Ingesting documents

Motivation

Ingestion is the front door of the knowledge base. It must be idempotent (re-pushing the same bytes is a no-op), versioned (a new version archives the old so stale chunks never surface), and uniform (every document — however it arrives — gets the same chunking, embedding, and canonical handling).

Two entry points, one execution path

Whatever the source, everything converges on IngestDocumentJob → DocumentIngestor. Never add a third path that skips this — idempotency, canonical handling, and graph indexing all live here.

CLI ingestion

# Walk a folder on the KB disk (relative to KB_PATH_PREFIX) and ingest each file.
php artisan kb:ingest-folder docs/ --project=handbook --recursive

# Ingest a single file.
php artisan kb:ingest decisions/dec-cache.md --project=eng --title="Cache decision"

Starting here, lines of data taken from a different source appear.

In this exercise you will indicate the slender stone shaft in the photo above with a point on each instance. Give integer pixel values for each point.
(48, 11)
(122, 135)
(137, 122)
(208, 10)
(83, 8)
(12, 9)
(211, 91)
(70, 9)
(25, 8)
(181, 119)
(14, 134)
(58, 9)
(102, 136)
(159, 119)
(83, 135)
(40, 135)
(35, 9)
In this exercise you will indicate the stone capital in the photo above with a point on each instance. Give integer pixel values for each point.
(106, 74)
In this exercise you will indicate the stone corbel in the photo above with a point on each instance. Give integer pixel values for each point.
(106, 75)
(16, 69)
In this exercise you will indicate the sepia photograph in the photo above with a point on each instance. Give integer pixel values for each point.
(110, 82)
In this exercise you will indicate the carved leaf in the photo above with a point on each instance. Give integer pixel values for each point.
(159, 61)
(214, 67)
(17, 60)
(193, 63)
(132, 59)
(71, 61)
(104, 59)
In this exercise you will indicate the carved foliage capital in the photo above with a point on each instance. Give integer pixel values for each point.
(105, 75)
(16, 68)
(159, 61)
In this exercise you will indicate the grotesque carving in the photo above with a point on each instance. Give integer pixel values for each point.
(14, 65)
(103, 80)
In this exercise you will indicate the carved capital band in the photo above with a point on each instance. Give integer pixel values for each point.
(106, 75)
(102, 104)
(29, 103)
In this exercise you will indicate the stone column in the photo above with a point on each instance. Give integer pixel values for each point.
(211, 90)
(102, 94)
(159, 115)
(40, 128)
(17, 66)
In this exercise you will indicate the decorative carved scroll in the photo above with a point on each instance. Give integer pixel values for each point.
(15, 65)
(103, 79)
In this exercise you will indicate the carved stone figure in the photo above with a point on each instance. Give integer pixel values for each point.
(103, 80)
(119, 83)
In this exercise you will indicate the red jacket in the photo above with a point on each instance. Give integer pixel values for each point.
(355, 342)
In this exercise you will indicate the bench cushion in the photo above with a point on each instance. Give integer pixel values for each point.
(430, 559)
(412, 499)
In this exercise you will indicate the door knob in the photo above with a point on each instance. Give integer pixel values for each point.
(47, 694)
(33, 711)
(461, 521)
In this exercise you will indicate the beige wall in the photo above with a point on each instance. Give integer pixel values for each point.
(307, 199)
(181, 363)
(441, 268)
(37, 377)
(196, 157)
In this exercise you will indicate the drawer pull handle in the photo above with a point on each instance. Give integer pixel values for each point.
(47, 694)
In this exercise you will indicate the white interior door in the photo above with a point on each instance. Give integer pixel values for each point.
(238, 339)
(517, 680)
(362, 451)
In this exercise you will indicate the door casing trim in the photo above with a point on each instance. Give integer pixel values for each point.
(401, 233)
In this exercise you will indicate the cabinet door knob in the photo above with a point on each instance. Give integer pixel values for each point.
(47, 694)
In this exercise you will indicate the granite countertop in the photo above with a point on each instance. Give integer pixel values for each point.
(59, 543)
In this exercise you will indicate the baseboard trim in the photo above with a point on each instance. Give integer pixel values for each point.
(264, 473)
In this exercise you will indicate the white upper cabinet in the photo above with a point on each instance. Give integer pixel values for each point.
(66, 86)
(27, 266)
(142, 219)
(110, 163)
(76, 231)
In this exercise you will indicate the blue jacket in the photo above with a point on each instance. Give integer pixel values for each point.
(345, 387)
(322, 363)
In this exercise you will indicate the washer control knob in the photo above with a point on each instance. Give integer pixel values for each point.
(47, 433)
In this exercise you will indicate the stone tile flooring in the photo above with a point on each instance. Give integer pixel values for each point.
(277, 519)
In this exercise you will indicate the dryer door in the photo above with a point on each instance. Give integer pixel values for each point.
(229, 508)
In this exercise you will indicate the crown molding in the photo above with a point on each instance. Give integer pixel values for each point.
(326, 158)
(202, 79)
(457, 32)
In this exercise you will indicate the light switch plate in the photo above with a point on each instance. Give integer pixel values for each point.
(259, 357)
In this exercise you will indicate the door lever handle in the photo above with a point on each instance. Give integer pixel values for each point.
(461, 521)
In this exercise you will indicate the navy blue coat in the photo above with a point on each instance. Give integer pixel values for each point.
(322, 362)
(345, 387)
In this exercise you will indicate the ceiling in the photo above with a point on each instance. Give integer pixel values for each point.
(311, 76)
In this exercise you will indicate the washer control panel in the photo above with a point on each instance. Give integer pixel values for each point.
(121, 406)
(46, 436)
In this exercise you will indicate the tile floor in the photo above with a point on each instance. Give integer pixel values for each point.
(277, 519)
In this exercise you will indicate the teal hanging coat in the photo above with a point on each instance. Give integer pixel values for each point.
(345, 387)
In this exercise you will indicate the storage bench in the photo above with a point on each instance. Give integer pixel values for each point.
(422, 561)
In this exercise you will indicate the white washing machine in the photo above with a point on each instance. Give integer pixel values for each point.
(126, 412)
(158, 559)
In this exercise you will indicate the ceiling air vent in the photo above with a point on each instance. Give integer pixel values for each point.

kb:ingest-folder flags: --project=, --tenant= (restrict to one tenant), --disk= (override KB_FILESYSTEM_DISK), --pattern= (comma-separated extensions), --recursive, --sync (run inline, skip the queue). The {path} is resolved relative to KB_PATH_PREFIX, because the queued job re-applies the prefix when reading — any new disk-walking command must honour the prefix or reject absolute paths.

HTTP ingestion

curl -X POST https://host/api/kb/ingest \
  -H "Authorization: Bearer <token>" -H "Content-Type: application/json" \
  -d '{"documents":[{"project_key":"handbook","source_path":"policies/remote.md","content":"# Remote work\n..."}]}'

Sanctum-protected, batch ≤ 100. The endpoint writes the markdown to the KB disk and dispatches one IngestDocumentJob per document. Binary formats (application/pdf, .docx) require content base64-encoded with a mime_type; the controller decodes-or-422 before writing.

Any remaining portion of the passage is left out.